Alejandra Ramírez is from Antofagasta and her interest in mining began with her father, who worked as a private security guard at Escondida, our copper operation in the North of Chile. “I was a mother for many years, a housewife, I knew nothing about this area, I did not know what it was like to be a miner, only heard the stories of my father. One day I applied for Mujer Minera program and that's where my interest in trucks and working on site started,” says Alejandra.
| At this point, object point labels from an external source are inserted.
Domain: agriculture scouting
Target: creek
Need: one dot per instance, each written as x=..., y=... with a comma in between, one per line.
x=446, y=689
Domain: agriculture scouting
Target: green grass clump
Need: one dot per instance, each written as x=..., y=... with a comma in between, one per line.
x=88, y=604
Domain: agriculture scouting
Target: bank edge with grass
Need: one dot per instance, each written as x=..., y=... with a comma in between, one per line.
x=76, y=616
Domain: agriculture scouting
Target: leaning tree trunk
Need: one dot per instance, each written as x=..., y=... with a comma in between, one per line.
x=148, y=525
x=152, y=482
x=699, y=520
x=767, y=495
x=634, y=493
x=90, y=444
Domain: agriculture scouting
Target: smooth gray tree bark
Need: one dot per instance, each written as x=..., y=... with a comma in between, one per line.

After working for 11 years in mining, mainly as a Spence Truck Operator, she decided to take on a big challenge and join the Apprentice Program at Spence for the Autonomous Drilling Project. “For me it has been a great experience and a new world. From being at home, to experiencing enormous personal growth and feeling highly valued as a woman in the company”, she reflects. Today, Alejandra is already part of the Spence Autonomy team.

“It has made me feel important to be a woman in an area that was only for men: for me it is a great achievement. I am seen me as an example in my family. It happened that I have nieces who have come here on field and have fallen in love with this and have studied mining. All this is thanks to the fact that they have seen the aunt, the mother or my classmates working”, she added.
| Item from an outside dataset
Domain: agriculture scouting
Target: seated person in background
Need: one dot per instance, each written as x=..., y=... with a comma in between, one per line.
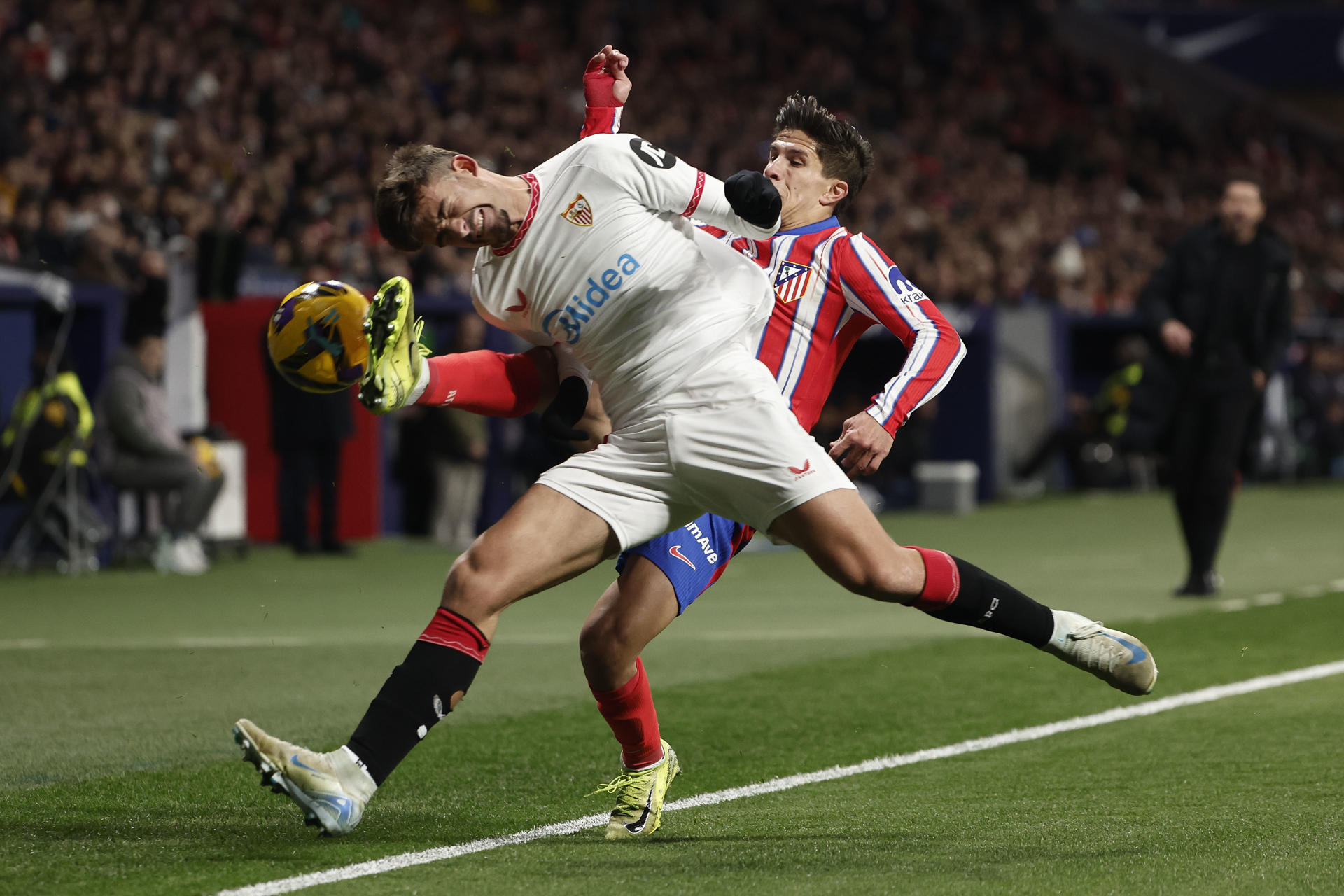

Alejandra says that she loves to work on site but that learning autonomy has been a great plus. “It's like experiencing everything from the outside but looking into the future of something that I never thought I would achieve. I feel very proud of all the achievements I am having,” she says.

Autonomy in Spence and Escondida

BHP carries an important autonomy project in its two main copper operations in Chile: Escondida and Spence. These contemplate, in total, the incorporation of 85 autonomous trucks and 11 remote operation drilling rigs, representing the largest fleet with this technology in South America.

Spence already has five fully operational autonomous drills and has begun work to convert or replace 33 trucks in its fleet. Escondida currently has six drilling rigs in operation, in addition to four autonomous trucks. It is also developing studies to gradually incorporate 52 trucks with autonomous technology by 2025.